If you’re really looking for optimal performance out of strips with a post-T&L cache, you’re doing it wrong.
BTW, your numbers seem to be for an 8x8 array of vertices. If you have 8x8 quads, you actually have a 9x9 array of vertices. So, my numbers will use a 9x9 array, rather than an 8x8 array like yours does. Even with this increase in vertex count, you will see that this is faster in number of transforms.
Given a cache depth of 10, (GeForce 3’s have something like 16-20), you do this. Break the model into two columns, 5 verts each (sharing the middle column of verts).
Send the following in order:
- A degenerate strip containing the first 5 verts in the top row(5 indices).
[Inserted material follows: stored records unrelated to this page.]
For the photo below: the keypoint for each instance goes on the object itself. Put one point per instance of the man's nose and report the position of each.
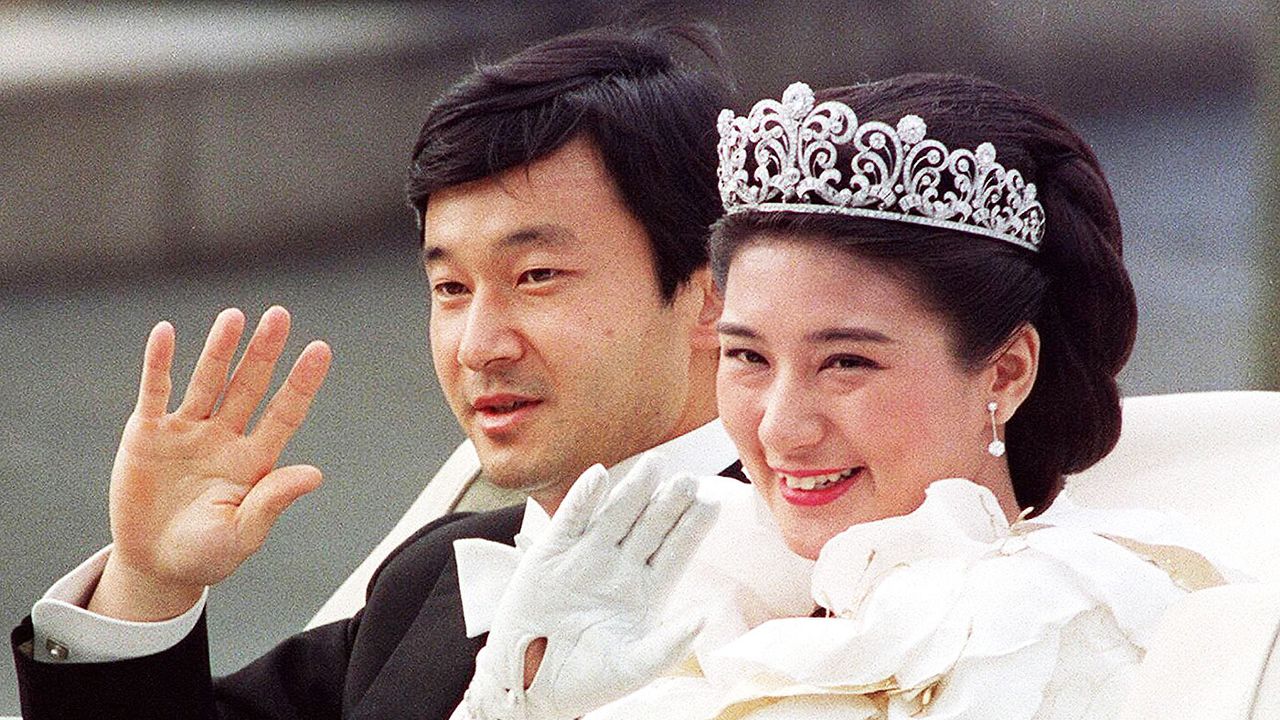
(489, 333)
(790, 418)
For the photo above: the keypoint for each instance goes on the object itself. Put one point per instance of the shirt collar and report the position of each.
(703, 451)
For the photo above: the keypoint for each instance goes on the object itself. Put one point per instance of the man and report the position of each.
(563, 196)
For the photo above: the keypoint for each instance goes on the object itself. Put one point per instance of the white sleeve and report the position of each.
(68, 633)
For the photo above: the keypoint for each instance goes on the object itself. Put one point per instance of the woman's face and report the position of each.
(841, 391)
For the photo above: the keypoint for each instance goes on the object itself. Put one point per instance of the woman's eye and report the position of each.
(448, 288)
(746, 356)
(850, 363)
(539, 274)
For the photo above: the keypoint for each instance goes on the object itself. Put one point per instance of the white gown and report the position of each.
(950, 613)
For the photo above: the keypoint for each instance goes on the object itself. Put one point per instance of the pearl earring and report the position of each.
(996, 449)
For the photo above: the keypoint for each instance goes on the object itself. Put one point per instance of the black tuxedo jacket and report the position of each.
(403, 656)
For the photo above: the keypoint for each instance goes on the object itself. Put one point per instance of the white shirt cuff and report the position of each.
(68, 633)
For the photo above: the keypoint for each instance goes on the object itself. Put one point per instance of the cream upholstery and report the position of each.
(1212, 458)
(1215, 657)
(1215, 459)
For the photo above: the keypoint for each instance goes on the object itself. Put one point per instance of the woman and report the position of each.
(923, 282)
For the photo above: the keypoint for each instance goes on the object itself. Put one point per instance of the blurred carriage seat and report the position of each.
(1215, 459)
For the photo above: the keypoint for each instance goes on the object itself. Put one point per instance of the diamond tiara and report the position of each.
(895, 173)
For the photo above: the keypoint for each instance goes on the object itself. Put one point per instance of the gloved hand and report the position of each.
(593, 586)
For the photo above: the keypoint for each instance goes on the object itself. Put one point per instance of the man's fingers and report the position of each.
(664, 510)
(210, 374)
(629, 499)
(579, 505)
(156, 360)
(679, 545)
(272, 496)
(289, 405)
(252, 374)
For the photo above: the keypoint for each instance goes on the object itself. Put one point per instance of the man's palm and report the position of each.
(193, 493)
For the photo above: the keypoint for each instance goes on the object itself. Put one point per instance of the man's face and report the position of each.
(549, 335)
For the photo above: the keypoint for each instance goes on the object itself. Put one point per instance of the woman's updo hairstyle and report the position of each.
(1074, 291)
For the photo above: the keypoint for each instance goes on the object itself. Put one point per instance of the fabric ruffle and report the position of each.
(946, 613)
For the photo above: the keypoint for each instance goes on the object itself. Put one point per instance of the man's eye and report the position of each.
(745, 356)
(850, 363)
(448, 288)
(538, 276)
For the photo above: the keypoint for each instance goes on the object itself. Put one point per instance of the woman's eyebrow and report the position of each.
(828, 335)
(735, 329)
(856, 335)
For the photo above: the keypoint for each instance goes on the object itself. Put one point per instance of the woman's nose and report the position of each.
(791, 418)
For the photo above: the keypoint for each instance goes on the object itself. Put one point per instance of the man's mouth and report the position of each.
(502, 414)
(498, 408)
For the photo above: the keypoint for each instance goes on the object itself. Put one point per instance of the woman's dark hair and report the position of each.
(652, 119)
(1074, 291)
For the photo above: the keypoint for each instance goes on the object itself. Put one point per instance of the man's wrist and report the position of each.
(124, 593)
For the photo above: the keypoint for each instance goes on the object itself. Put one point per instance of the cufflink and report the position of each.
(56, 650)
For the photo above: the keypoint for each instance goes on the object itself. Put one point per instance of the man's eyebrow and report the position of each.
(830, 335)
(545, 236)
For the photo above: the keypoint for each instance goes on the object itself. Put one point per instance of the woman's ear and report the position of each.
(1014, 372)
(709, 304)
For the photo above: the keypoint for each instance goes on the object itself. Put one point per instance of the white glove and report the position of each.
(594, 586)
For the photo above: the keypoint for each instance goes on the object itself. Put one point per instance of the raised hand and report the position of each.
(589, 595)
(193, 493)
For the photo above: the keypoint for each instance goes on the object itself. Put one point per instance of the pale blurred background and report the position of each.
(161, 163)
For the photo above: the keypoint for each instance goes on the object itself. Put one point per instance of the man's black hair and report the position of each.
(652, 119)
This is called seeding.
- Degenerately add (2 indices) a strip containing the top 5 verts and the next 5 (10 indices).
- Repeat 6 times (12 * 8 repetitions = 96 indices)
- Degenerately (2 indices) seed the next column (5 verts), but starting at the bottom, not the top.
- Repeat step 3 going up the second column (12*8 = 96 indices).
Now, to compute the number of transforms. Step 1 causes 5 transforms. Step 2/3 causes only 58 or 40 transforms (degenerate tris don’t count towards or against). Step 4 causes 4 transforms (one vert is in the cache already). Step 5 causes 58 or 40 transforms. Total: 89 transforms. The minimum number of transforms is 81 (9*9), so we’re running pretty close to optimally here. That’s a 10%+ improvement over your “curve” method, and it’s rendering more triangles.
Since this is just one gigantic degenerate strip, it is one function call. However, if we wanted to lose the degenerate strips, we could use glDrawMultiArraysEXT instead, were we draw several arrays in one shot. This is a pretty new extension, however.
Assuming degeneracy, this costs 206 indices. Granted, that’s more than either method given here, but it’s probably faster to do it this way. Without degeneracies (still seeding), it costs 170 indices.
With nVidia’s restarting primitive extension, the driver doesn’t even really have to be involved (like it probably does with glDrawMultiArrays, copying to multiple buffers and all). You can even put them in VAR memory with new VAR extensions.
BTW:
We reverse the drawing order (left-right, right-left) in alternate rows
That’s a state change (assuming you’re talking about changing the cull mode). Therefore, it’s likely that this will kill any performance this method would gain.